Y no es casual, ya que el mejor lugar para la extrañeza es Alemania. No hay que olvidar que es allí donde el dramaturgo Bertolt Brecht acuñó el término “Verfremdungseffeckt”, en 1936, que traducido quiere decir “efecto de extrañamiento”. Este concepto estaba aplicado a las artes escénicas con el objetivo de evitar la alienación y adormecimiento del público al meterse en la trama y el argumento e identificarse con los personajes; este identificarse provocaba la evasión de las preocupaciones diarias haciendo del arte un mero pasatiempo, no un lugar de reflexión. El “efecto de extrañamiento” consistía en incluir en la narración, formal o ideológicamente, elementos que sacaran al espectador de la obra con el fin de hacerlo pensar y crear su propio criterio sobre lo que estaba siendo representado.

Ese efecto de extrañamiento se ha colado en los cuentos de Samanta Schweblin, ese efecto provoca con sus cuentos, nos mete en ese mundo fantástico de la locura, lo fuera de lo normal. Es imposible de identificarnos con sus personajes o la historia.
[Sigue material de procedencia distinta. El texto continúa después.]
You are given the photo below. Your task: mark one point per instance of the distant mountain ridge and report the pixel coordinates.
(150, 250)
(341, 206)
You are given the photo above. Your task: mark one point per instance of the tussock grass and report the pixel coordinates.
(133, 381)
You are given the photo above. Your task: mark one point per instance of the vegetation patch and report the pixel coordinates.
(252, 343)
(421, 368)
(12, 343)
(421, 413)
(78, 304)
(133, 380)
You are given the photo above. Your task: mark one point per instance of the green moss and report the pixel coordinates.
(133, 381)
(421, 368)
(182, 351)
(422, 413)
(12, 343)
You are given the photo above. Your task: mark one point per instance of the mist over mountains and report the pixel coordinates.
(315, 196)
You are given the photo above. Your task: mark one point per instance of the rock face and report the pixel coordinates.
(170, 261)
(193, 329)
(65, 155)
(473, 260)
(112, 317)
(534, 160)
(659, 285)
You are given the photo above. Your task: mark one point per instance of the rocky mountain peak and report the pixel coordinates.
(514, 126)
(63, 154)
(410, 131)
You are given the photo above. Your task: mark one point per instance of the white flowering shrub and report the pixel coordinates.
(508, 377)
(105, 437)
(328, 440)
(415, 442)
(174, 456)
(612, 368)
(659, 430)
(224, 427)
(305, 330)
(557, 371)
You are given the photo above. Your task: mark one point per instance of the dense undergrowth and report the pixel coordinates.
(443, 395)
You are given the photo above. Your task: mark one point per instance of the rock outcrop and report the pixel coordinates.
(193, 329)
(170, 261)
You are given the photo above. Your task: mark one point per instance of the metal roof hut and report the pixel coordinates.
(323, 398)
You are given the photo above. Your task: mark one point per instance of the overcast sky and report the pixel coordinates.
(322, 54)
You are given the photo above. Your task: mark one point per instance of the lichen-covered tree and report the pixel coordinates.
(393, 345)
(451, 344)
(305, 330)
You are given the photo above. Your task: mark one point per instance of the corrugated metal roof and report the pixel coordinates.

Los comprendemos, los seguimos, pero la autora nos deja parados en el borde, nos lleva a ese límite donde con los pies mojados -como Lola, la anciana, que lleva las pantuflas mojadas cuando sale a reclamar a su vecina que su hijo, ya muerto, vive al fondo de su casa o como la novia de Mariano que sale a la farmacia a comprar medicina para su suegra y tiene las sandalias mojadas por la lluvia–, en un instante, comprendemos que bastaría un cable suelto en el piso para morir electrocutados.